Until last May, IMC was the largest contractor under a special program to allow Medicare recipients to enroll in health maintenance organizations and other prepaid health plans. With more than 130,000 enrollees throughout southern Florida, IMC received nearly $1 billion in payments until it was kicked out of the Medicare program for violating U.S. regulations.

The collapse of IMC embarrassed the Reagan administration, which has sought to promote the use of HMOs by Medicare, the federal insurance program for the elderly.

IMC also has come under criticism for tactics including its effort to curry favor through campaign contributions and the hiring of former officials or people with government connections. Legislators have charged that IMC's lobbying efforts detracted from efforts to fix extensive operating problems.

David Williams, director of the GAO's office of special investigations, said that in 1986 IMC paid $300,000 to the consulting firm of former White House aide Lynn Nofziger; nearly $800,000 to a Washington law firm that had hired two former top HHS lawyers; more than $60,000 to the Republican-connected lobbying firm of Black, Manafort & Stone, and more than $54,000 to the law firm of John Sears, former campaign manager for Ronald Reagan.

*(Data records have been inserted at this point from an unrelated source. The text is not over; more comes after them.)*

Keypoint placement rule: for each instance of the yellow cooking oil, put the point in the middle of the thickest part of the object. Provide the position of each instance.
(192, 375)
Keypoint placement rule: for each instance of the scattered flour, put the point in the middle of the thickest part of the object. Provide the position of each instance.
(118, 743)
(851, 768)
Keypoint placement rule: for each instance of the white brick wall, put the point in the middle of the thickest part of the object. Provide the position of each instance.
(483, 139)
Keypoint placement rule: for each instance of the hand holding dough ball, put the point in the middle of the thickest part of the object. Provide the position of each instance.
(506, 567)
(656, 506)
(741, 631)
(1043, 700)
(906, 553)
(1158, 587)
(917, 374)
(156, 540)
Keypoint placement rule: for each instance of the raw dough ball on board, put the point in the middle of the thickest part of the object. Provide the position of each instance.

Williams also identified nine former HHS officials who went to work for IMC, often at substantially more than their government salaries. Juan A. del Real, former HHS general counsel, went to work at an annual base salary of $325,000, while Wayne Fowler, who had been responsible for HMO operations at HHS, started at $165,000.

Kusserow said an HHS official who dealt with IMC, Theodore Saffran, accepted loans from IMC to take gambling junkets and "only partially repaid them." He said the Justice Department found "insufficient evidence" to support an indictment and that the matter has been referred to the Health Care Finance Administration. Saffran declined to comment yesterday.

During the hearing, C. McClain Haddow, former HHS chief of staff, illustrated the lobbying campaign when he testified that he had received calls on IMC from Nofziger and Jeb Bush, the vice president's son and then a Republican Party official in Dade County, Fla.

Haddow, who is scheduled to begin a prison term next month for violating conflict-of-interest rules on another matter, told reporters that former HHS secretary Margaret M. Heckler referred Jeb Bush to him because she saw "her political future as being tied very closely to {George} Bush."

Jeb Bush did not return a telephone call yesterday.

Kevin Moley, an HHS official in charge of HMO policy and former campaign aide to George Bush, said in an interview that Jeb Bush talked to him at the time, and said he was calling on IMC's behalf simply because IMC's chief executive was a prominent businessman and big Republican contributor in Florida.